Former prime minister and bitter Musharraf foe Bhutto says security is the main issue scaring off foreigners. "The Musharraf regime has failed to curb militants and militias. There are growing attacks on police, on worshipers in mosques, on people in churches and hospitals. The growth of the religious right and daily reports of violence are also frightening investors. Unless Musharraf can tackle the perception of terrorism, Pakistan isn't going to see investments grow." Western diplomats privately agree, noting that Karachi, Pakistan's principal seaport, is generally viewed as one of the world's most dangerous cities.

A sustained period of political stability would no doubt coax more investors off the sidelines. With the backing of the mostly moderate Islamic military, and unprecedented political power, Musharraf is Pakistan's unrivaled leader. That -- not religious issues -- provokes the divisiveness that has helped grind the legislative process to a halt. Since the October elections, the National Assembly has passed only the budget. And even then microphones had to be muted while Aziz read a summary to overcome heckling from opposition politicians.

Although its political system may struggle to adapt to this new form of guided democracy under Musharraf, Pakistan's economy continues to grow and the Karachi exchange rose another 32 percent in July and August. Says one local investor: "What Pakistan needs now is just to stay the course for a few more years until the economic drivers are in place for sustainable growth that cuts poverty and creates employment."

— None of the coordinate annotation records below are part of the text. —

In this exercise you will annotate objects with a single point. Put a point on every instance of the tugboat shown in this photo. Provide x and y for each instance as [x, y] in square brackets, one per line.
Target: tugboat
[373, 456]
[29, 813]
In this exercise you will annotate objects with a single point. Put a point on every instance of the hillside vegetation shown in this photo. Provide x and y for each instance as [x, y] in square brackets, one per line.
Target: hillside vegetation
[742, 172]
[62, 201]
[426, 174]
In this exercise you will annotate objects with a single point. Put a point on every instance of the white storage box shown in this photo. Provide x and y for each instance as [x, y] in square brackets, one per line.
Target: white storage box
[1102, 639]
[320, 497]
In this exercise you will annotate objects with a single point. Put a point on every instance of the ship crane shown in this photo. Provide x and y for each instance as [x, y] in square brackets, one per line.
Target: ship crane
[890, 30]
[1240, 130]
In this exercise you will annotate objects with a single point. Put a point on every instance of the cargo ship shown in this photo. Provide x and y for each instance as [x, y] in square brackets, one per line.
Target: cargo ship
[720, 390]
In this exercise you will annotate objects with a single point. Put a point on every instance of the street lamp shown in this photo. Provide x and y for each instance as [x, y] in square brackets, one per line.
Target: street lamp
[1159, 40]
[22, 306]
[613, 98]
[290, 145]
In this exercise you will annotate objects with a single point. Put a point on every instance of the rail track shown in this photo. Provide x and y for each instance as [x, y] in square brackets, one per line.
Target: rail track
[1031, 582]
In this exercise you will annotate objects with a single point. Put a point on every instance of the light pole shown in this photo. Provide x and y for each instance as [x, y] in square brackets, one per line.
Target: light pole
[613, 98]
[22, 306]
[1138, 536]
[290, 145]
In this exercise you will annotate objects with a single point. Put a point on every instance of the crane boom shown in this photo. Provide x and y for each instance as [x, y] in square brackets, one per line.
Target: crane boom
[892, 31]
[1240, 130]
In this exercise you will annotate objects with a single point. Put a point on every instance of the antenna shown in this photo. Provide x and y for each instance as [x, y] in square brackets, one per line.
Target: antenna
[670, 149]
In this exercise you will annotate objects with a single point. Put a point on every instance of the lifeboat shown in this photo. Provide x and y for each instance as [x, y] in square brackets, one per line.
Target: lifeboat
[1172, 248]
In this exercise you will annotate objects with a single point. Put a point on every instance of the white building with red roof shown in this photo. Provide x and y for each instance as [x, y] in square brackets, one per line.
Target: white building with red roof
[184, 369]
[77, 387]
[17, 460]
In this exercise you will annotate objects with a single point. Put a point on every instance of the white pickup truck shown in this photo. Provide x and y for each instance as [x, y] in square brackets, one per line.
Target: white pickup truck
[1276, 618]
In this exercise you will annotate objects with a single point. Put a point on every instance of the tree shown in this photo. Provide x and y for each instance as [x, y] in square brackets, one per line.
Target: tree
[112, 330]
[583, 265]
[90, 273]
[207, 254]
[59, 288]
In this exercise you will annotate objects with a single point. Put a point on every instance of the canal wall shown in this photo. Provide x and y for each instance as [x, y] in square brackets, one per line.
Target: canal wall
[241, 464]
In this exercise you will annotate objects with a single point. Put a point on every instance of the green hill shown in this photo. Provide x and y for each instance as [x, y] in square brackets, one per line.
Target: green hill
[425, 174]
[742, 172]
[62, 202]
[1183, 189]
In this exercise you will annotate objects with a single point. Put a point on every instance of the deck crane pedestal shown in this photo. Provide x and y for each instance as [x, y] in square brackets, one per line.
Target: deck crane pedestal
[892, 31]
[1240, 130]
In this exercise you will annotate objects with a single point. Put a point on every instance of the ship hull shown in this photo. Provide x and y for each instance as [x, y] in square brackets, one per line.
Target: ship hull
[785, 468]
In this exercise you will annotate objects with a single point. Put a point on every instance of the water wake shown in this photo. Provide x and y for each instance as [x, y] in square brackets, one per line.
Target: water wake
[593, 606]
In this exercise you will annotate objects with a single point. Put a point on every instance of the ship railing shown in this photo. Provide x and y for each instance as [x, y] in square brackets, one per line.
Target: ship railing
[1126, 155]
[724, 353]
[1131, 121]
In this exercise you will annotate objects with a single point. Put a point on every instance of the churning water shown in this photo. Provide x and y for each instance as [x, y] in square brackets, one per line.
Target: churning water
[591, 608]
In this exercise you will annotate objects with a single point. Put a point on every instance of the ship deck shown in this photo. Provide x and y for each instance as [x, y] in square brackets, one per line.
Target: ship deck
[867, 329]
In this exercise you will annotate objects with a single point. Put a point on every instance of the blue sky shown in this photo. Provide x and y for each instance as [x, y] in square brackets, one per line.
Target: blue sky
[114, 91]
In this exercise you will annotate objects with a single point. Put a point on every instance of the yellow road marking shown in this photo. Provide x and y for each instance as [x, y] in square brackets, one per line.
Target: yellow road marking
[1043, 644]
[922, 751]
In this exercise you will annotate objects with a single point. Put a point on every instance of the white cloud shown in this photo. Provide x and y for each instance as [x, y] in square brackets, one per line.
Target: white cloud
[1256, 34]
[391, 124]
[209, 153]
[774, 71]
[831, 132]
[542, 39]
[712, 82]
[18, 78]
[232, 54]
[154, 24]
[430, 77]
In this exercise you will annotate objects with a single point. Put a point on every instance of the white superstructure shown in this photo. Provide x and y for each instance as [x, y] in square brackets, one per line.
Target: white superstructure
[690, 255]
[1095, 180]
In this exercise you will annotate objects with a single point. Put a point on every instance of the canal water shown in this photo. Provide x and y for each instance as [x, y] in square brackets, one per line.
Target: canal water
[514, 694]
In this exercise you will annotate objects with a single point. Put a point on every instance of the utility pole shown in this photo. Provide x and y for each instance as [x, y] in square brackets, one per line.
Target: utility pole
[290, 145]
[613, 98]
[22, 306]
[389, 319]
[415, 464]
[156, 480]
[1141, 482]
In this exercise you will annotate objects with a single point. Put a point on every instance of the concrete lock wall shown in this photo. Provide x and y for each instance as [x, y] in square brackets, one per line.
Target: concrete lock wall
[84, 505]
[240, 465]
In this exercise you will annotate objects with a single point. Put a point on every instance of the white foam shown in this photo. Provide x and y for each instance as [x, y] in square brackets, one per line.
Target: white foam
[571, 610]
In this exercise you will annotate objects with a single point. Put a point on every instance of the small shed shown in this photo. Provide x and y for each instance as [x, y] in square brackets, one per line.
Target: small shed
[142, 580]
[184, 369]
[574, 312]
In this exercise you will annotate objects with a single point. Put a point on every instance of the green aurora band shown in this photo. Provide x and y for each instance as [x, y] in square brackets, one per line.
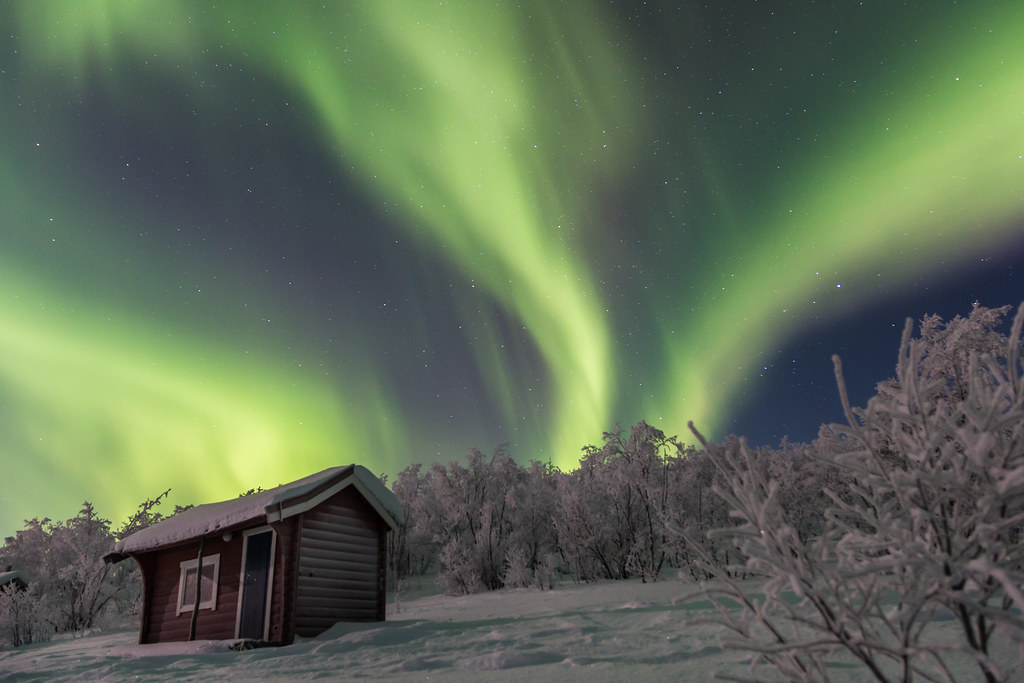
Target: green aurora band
[492, 134]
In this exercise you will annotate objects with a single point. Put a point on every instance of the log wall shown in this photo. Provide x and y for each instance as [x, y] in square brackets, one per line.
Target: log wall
[339, 567]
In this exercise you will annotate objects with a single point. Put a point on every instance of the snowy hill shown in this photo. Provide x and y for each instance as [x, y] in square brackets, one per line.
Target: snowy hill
[610, 631]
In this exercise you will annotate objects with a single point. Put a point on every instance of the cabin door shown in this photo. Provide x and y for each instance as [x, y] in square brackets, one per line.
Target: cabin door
[257, 574]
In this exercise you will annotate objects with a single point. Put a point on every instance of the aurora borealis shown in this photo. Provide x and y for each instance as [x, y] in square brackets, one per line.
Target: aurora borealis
[244, 242]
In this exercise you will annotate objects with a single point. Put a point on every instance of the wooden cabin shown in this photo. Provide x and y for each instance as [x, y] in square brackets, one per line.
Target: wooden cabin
[275, 564]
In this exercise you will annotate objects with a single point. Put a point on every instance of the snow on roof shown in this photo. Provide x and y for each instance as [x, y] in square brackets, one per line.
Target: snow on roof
[266, 506]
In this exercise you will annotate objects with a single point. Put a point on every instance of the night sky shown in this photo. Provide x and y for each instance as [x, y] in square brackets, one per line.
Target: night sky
[244, 242]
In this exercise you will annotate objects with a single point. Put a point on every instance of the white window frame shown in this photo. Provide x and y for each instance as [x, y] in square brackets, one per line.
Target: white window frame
[192, 565]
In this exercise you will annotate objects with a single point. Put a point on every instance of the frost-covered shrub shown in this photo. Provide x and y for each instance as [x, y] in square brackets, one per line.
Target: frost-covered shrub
[925, 520]
[73, 586]
[24, 615]
[610, 511]
[411, 549]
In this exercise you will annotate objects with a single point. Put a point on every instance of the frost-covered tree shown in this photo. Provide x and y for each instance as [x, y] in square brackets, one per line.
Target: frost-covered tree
[72, 585]
[925, 520]
[23, 615]
[611, 510]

Staying the course, however, has never been Pakistan's strong point. If Musharraf is to succeed where so many of his predecessors have failed, he needs to push the country's near-term growth rate a little higher -- and foster a viable, functioning political system.


General Pervez Musharraf came to political power in October 1999 when his army colleagues took control of Pakistan after then­prime minister Nawaz Sharif tried to fire him. Musharraf was at the time flying home from Sri Lanka. "When I landed I was the head of a country," he recalls.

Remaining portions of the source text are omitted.